Note that this isn't a great solution, but it shouldn't leak.  A true singleton or a pool that shuts down idle threads would probably be better
Attachment #8848680 - Flags: review?(nfroyd)
Assignee: nobody → rjesup
Status: NEW → ASSIGNED
Comment on attachment 8848680 [details] [diff] [review]
shut down KeyPair Sign threads after using them

Review of attachment 8848680 [details] [diff] [review]:
-----------------------------------------------------------------

The commit message says that this addresses signing...but the patch itself only looks at key generation.  So we have two issues to fix here.

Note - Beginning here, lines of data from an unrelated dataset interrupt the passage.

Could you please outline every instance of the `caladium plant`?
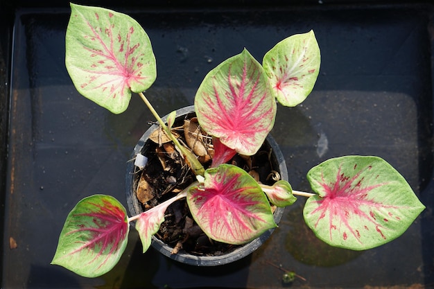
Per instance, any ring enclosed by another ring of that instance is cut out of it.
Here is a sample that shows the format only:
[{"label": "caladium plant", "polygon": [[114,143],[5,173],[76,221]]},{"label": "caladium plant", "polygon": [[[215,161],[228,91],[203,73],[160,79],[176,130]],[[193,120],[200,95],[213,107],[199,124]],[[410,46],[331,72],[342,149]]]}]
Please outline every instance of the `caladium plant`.
[{"label": "caladium plant", "polygon": [[[295,195],[308,198],[304,216],[319,238],[363,250],[398,237],[424,206],[405,179],[382,159],[331,159],[307,175],[314,193],[293,191],[286,180],[259,183],[226,164],[235,155],[253,155],[273,127],[276,103],[295,106],[313,88],[320,53],[313,31],[292,35],[272,48],[261,64],[244,49],[212,69],[195,98],[198,123],[212,137],[214,154],[205,169],[159,117],[143,91],[156,78],[156,64],[145,30],[131,17],[108,9],[71,4],[65,63],[78,91],[113,113],[123,112],[137,93],[181,152],[197,182],[172,198],[128,218],[112,197],[85,198],[68,215],[52,263],[82,276],[109,271],[125,249],[135,221],[144,252],[170,204],[186,199],[194,220],[211,238],[243,244],[276,227],[271,205],[286,207]],[[271,204],[271,205],[270,205]]]}]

Having a worker thread or a thread pool or virtually anything better than "spin up a separate thread for every operation" sounds like a better fix at this point.
Attachment #8848680 - Flags: review?(nfroyd) → review-
Tracking requested (no little prompt in the comment, weird) because leaking threads on every operation like this is no good.  Wild guessing says that ESR52 crypto things *might* see more widespread use in the ESR specifically than in general-purpose installations, so even though this isn't a security bug, it might be worth fixing on ESR for the memory leak.
(In reply to Nathan Froyd [:froydnj] from comment #4)
> Tracking requested (no little prompt in the comment, weird) because leaking
> threads on every operation like this is no good.  Wild guessing says that
> ESR52 crypto things *might* see more widespread use in the ESR specifically
> than in general-purpose installations, so even though this isn't a security
> bug, it might be worth fixing on ESR for the memory leak.

Tracking+ for all branches based on this comment.
Fernando, are you able to find somebody to fix this memory leak?
Flags: needinfo?(ferjmoreno)
Blocks: 753238
Drive-by comment: this code might benefit from using the preexisting CryptoTask infrastructure: https://dxr.mozilla.org/mozilla-central/source/security/manager/ssl/CryptoTask.h
Flags: needinfo?(rfkelly)
Flags: needinfo?(ferjmoreno)
Flags: needinfo?(ckarlof)
Mark (Sync Desktop Lead) or Ryan (FxA Lead), can you please investigate?
Flags: needinfo?(ckarlof) → needinfo?(markh)
I believe this code will be hit every 12 hours for Sync users, which is probably why we've never noticed the leak before. While I agree this sucks, ISTM that starting a thread and stopping it on every operation is better than starting a thread and *not* stopping it, so maybe it makes sense to land this and have a followup to improve it later, especially when there might be a risk that "later" means after the next train? I'm afraid I'm not going to have time to look at this for a couple of weeks at least...
Flags: needinfo?(markh)
Too late for esr52.0.x, updating tracking flag.
(In reply to Mark Hammond [:markh] from comment #10)
> I believe this code will be hit every 12 hours for Sync users, which is
> probably why we've never noticed the leak before. While I agree this sucks,
> ISTM that starting a thread and stopping it on every operation is better
> than starting a thread and *not* stopping it,

better in what sense?  If we started a single thread for the IdentityCryptoService, that would only be one thread for the life of the process, rather than N threads for the life of the process, some of which might have a hard time finding enough contiguous memory for the thread stack (though a couple searches at crash-stats isn't turning up any OOM issues).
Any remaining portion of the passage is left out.